I vaguely recall reading a small section about GBS in one of many booklets given to me at the booking-in session. It was never mentioned again, nor did I read it anywhere else.
My blood pressure was raised at my 38-week midwife appointment, so I was admitted to antenatal for monitoring. It was decided that I would be induced the next day, which started Wednesday afternoon. By Thursday afternoon, I was transferred to the labour ward, and my waters broken at 6 pm.
Sometime after, my temperature rose, I then had IV antibiotics, but no concerns were raised. I was given an epidural during the early hours of the morning and felt quite relaxed. There were briefly some concerns about the baby’s heart rate dropping after contractions, something called bradycardia (slow heart rate).

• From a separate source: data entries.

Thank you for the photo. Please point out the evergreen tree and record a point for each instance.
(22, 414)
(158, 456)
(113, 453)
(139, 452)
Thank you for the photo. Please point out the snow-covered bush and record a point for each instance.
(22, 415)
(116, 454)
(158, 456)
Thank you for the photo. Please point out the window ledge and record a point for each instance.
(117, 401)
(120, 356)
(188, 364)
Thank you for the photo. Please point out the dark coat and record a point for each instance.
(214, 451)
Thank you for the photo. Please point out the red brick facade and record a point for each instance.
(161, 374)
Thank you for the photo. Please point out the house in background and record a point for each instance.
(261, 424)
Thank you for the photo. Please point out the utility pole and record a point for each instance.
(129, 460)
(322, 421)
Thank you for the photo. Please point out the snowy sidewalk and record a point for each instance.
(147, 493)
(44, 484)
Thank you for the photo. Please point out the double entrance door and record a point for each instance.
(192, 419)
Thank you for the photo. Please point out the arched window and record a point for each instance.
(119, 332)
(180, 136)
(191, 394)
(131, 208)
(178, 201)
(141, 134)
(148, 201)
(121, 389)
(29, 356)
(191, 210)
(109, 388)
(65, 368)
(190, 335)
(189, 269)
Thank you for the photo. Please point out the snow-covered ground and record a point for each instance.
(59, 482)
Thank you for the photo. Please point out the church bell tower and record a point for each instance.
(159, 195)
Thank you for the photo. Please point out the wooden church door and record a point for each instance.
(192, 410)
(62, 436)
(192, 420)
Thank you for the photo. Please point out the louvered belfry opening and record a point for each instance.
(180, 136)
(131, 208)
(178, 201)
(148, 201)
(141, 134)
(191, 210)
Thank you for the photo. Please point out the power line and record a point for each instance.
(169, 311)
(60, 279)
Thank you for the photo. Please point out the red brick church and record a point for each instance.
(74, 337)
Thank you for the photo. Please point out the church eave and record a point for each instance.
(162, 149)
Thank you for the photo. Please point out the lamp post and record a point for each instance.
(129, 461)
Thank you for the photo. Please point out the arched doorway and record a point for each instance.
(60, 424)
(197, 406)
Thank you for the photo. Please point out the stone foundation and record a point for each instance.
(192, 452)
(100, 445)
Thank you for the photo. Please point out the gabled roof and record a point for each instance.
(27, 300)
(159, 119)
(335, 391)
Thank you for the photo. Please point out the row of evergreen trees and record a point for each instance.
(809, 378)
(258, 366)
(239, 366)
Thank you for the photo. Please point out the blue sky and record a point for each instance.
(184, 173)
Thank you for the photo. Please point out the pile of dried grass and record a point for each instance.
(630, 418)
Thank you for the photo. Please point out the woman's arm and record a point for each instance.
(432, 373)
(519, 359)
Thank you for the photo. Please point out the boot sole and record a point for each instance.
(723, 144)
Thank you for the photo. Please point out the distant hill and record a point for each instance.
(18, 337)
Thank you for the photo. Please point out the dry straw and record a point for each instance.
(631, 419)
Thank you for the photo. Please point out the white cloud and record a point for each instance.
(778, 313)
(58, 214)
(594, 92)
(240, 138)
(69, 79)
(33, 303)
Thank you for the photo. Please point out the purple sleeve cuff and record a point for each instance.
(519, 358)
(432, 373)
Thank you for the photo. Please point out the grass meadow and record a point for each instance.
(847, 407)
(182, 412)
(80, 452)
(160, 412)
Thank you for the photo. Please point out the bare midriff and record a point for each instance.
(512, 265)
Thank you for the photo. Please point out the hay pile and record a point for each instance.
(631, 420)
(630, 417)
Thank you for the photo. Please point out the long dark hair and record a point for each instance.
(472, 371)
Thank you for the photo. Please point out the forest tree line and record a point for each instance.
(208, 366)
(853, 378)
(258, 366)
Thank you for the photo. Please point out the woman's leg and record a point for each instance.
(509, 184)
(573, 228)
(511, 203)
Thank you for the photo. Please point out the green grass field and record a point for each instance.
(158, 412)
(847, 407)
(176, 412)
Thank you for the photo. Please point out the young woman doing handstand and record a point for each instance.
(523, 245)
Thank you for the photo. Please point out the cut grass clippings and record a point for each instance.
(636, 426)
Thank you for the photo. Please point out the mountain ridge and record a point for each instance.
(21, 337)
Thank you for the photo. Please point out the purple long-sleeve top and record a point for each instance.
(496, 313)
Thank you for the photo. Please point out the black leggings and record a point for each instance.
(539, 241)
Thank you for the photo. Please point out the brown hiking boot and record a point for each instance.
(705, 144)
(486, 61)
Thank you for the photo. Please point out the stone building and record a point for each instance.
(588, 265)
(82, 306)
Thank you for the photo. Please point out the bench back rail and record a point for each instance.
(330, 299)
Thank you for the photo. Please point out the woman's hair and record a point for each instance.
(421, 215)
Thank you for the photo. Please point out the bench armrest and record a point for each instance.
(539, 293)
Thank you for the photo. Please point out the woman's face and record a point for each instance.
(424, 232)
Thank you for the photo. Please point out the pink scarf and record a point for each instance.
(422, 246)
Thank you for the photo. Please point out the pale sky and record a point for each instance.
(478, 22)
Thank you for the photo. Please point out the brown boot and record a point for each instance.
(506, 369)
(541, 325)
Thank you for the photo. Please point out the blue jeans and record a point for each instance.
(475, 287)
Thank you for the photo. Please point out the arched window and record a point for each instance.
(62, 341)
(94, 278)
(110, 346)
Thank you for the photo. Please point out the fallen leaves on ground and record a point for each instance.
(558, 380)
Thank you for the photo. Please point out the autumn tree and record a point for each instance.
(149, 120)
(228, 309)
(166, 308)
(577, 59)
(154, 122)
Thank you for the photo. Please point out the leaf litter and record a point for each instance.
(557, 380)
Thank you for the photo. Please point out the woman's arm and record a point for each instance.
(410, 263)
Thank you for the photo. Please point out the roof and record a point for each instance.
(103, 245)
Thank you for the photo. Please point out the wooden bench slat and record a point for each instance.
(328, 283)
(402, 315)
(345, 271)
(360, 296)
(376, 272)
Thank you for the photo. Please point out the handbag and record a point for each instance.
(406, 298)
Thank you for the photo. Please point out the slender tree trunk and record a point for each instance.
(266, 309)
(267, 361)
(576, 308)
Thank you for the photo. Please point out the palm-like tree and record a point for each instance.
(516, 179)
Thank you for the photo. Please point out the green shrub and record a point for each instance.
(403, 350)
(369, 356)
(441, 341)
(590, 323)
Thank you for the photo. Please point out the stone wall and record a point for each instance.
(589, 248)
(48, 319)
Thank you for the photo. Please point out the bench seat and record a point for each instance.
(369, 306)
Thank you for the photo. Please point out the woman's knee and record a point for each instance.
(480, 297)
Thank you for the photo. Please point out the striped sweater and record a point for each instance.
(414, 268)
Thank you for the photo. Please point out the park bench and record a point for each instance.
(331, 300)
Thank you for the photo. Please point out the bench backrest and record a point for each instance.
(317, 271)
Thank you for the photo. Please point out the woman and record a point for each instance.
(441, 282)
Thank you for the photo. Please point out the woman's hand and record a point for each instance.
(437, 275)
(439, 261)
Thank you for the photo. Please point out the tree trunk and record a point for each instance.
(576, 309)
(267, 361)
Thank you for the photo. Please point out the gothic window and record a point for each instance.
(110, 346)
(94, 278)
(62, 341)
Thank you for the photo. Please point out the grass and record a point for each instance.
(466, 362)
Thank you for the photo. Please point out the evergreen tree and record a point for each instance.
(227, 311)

Eventually, by 11.30-12 on Friday, I was sufficiently dilated to push, and Oliver was born. He was very limp and pale. The midwives tried to encourage him to breathe but had no joy. Very quickly, lots of people entered the room and took him to the side cot to try to open his airways.
I convinced myself that it would be like I’d seen on Call the Midwife, and they’d get him to breathe, and he’d spend time in SCBU. I knew that wasn’t going to happen when the consultant stood in front of me. That moment is forever etched in my head, and in an instant, I can be back in that delivery room, and that feeling washes over me.

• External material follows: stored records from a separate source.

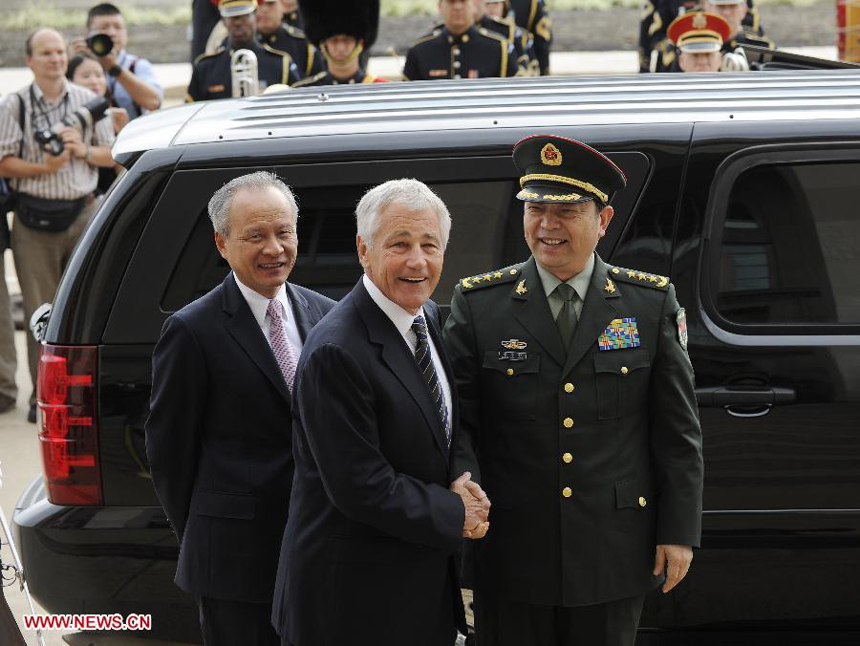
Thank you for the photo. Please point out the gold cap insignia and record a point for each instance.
(550, 155)
(514, 344)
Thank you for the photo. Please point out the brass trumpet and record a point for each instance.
(244, 77)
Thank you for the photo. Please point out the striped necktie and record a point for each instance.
(423, 356)
(285, 353)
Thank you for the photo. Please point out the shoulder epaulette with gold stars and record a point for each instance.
(491, 34)
(272, 50)
(295, 32)
(635, 277)
(496, 277)
(209, 55)
(433, 34)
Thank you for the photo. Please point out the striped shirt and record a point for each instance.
(76, 178)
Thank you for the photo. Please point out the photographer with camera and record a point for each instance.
(131, 79)
(52, 139)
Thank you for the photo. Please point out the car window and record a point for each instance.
(788, 252)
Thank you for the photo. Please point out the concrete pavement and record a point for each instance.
(175, 76)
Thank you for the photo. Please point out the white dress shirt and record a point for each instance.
(259, 305)
(402, 321)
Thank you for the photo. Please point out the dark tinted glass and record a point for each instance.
(789, 251)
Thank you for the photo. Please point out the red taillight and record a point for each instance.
(67, 424)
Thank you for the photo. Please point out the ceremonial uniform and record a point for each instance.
(289, 39)
(212, 78)
(694, 32)
(325, 78)
(527, 63)
(591, 456)
(532, 16)
(293, 19)
(476, 53)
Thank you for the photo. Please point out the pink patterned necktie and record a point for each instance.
(285, 353)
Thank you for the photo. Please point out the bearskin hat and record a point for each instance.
(323, 19)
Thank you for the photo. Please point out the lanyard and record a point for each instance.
(34, 103)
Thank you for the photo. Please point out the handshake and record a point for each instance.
(477, 506)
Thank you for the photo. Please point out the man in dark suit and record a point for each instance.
(218, 433)
(368, 556)
(579, 418)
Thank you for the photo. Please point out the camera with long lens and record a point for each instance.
(81, 119)
(99, 44)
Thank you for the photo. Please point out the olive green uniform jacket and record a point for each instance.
(590, 458)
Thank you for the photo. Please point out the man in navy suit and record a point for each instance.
(218, 434)
(368, 556)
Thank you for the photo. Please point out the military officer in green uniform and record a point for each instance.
(578, 418)
(272, 31)
(460, 48)
(532, 16)
(211, 77)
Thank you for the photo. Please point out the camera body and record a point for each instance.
(99, 44)
(81, 119)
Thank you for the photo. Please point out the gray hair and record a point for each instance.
(409, 193)
(222, 200)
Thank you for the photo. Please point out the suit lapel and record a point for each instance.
(396, 355)
(302, 311)
(534, 313)
(243, 327)
(597, 312)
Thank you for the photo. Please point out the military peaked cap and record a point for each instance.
(557, 169)
(699, 31)
(233, 8)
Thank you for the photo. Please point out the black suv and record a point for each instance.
(743, 188)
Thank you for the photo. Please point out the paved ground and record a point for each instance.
(573, 30)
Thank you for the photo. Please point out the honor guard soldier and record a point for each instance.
(745, 24)
(459, 49)
(578, 418)
(697, 39)
(292, 15)
(532, 16)
(342, 32)
(212, 75)
(527, 64)
(272, 31)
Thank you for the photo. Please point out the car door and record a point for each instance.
(767, 251)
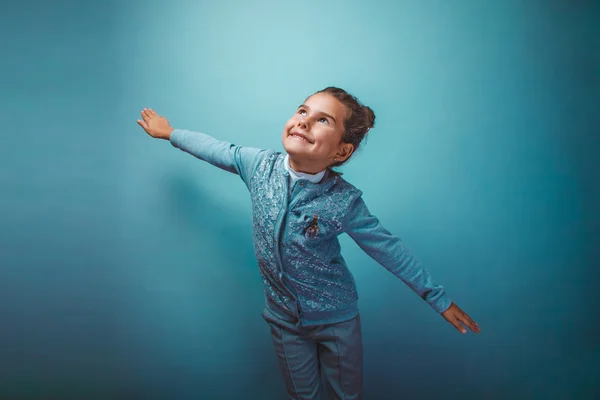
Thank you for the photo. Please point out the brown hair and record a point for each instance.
(358, 122)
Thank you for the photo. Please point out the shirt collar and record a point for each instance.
(314, 178)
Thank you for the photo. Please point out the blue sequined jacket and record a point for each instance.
(296, 231)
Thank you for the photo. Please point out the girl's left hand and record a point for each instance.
(456, 317)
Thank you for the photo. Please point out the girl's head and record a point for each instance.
(326, 130)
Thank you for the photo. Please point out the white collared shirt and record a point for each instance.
(314, 178)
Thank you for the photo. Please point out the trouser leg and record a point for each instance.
(298, 358)
(341, 358)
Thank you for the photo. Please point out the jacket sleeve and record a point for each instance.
(227, 156)
(389, 251)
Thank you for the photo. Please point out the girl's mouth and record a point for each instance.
(300, 136)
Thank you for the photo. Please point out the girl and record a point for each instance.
(300, 205)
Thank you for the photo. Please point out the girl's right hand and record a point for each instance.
(155, 125)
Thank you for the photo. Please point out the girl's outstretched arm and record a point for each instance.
(389, 251)
(227, 156)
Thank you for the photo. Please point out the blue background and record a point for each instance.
(126, 266)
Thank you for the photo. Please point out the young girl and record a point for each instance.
(300, 206)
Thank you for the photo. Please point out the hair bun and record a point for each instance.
(370, 115)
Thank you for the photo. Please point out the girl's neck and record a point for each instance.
(305, 168)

Oliver was pronounced dead at 1.43 pm and I didn’t know what to do. Scream, cry, shout. Nothing was going to change it. Even though it felt like I was watching it all from above, it couldn’t be real. Oliver was brought back into us as I was being stitched up, and we sat in silence and shock.
We then made the worst phone calls to tell our parents and best friends, although we had nothing to say as we couldn’t explain how this had happened. Group B Strep infection was later confirmed during his post-mortem.”